Re: By The Dawn's Normal Light

From: erk <eric.kaun_at_pnc.com>
Date: 2 Nov 2004 13:24:38 -0800
Message-ID: <1099430678.404757.60290_at_z14g2000cwz.googlegroups.com>


> The trouble comes when a relation can have an attribute whose domain
is a
> relation. Now there's an incestuous relationship between the
relational
> engine and the type engine. The type engine has to know about
relations,
> in order to be a type engine. The relational engine has to know
about
> relations in order to be a relational engine. But do they each know
that
> the other one also knows?

I don't think it's a problem in practice. A database consists of relation-typed variables, and could certainly delegate the handling of that type to the type engine, which would know about others. In fact, even in relational expressions, user-defined type-specific operators can be used, so the relational engine is going to do that anyway.

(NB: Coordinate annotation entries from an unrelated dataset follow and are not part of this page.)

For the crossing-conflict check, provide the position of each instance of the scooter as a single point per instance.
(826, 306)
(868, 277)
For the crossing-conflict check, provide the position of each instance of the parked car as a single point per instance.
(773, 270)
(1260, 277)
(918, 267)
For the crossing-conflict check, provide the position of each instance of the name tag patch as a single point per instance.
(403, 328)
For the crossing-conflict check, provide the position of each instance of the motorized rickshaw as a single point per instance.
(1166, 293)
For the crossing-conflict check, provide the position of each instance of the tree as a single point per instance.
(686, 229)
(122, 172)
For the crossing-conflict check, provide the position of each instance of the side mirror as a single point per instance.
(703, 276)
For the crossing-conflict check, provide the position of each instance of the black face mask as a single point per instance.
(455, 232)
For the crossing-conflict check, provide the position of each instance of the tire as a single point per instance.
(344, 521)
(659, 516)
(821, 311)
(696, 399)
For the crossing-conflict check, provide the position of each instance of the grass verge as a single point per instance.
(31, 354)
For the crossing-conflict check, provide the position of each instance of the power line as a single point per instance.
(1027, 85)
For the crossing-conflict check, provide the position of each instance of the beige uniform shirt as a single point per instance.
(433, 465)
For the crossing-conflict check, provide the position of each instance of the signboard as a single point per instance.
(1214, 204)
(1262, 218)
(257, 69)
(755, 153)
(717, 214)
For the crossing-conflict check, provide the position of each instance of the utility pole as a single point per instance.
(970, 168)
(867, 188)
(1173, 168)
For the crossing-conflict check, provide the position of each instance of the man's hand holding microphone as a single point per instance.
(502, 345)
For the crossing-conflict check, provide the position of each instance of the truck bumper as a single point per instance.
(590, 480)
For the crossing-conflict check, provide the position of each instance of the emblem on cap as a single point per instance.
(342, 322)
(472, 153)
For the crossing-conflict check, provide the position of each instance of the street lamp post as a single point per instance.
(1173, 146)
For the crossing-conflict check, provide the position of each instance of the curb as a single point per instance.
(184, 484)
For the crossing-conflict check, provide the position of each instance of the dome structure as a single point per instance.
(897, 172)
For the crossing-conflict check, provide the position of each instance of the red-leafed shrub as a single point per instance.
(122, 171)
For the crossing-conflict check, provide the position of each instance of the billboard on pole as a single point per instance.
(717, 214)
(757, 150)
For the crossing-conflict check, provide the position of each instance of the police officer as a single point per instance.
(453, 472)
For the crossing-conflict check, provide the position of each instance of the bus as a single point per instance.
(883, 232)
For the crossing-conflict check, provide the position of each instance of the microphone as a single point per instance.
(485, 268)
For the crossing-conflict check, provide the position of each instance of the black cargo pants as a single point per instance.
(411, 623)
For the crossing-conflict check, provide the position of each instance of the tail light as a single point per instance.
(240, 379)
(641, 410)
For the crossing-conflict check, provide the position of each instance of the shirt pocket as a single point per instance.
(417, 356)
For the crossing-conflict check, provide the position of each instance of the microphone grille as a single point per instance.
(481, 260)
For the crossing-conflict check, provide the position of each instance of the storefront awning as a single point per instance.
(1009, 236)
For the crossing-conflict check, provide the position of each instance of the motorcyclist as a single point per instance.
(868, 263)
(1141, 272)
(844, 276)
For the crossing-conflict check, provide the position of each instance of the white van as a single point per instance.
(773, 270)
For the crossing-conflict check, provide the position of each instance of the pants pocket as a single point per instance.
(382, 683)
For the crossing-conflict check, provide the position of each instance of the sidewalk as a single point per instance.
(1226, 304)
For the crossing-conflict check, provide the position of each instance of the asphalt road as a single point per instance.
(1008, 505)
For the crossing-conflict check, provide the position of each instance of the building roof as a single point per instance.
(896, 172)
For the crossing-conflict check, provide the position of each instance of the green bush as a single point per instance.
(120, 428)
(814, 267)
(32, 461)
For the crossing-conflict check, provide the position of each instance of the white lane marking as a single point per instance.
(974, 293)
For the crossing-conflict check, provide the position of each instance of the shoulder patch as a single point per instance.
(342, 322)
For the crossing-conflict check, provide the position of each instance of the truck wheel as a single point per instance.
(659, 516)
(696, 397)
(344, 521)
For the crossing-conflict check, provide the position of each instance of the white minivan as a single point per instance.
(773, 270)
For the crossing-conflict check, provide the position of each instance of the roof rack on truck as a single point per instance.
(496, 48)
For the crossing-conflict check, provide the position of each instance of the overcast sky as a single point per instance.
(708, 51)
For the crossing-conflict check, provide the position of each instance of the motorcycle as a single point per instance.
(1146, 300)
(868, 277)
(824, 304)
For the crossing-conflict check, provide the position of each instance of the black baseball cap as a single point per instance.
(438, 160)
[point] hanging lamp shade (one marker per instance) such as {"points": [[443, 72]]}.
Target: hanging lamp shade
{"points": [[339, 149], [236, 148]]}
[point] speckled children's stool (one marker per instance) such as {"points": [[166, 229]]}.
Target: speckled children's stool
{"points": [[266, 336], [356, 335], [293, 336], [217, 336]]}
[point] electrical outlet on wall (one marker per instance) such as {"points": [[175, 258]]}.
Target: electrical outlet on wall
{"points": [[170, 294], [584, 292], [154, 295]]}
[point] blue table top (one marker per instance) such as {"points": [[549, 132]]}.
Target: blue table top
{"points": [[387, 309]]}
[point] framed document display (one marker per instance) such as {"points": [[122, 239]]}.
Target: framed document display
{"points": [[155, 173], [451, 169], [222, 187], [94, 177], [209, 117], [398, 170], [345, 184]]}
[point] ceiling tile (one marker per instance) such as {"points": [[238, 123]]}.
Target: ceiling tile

Hmmm... I'm starting to wonder what is in the relational engine then, if relations as types are handled by the type engine. Constraints are over sets of relvars, so they're outside the confines of the type engine... or are they?

I'm a little tired now to think about this, so perhaps someone can chime in. But certainly relation-valued attributes can have constraints, and so there's a recursive relationship.

Is the relation just a special type? It certainly allows more flexibility than most "type generators" (like List or even Set, which have various accessors but are parameterized primarily by the type of the element they can include).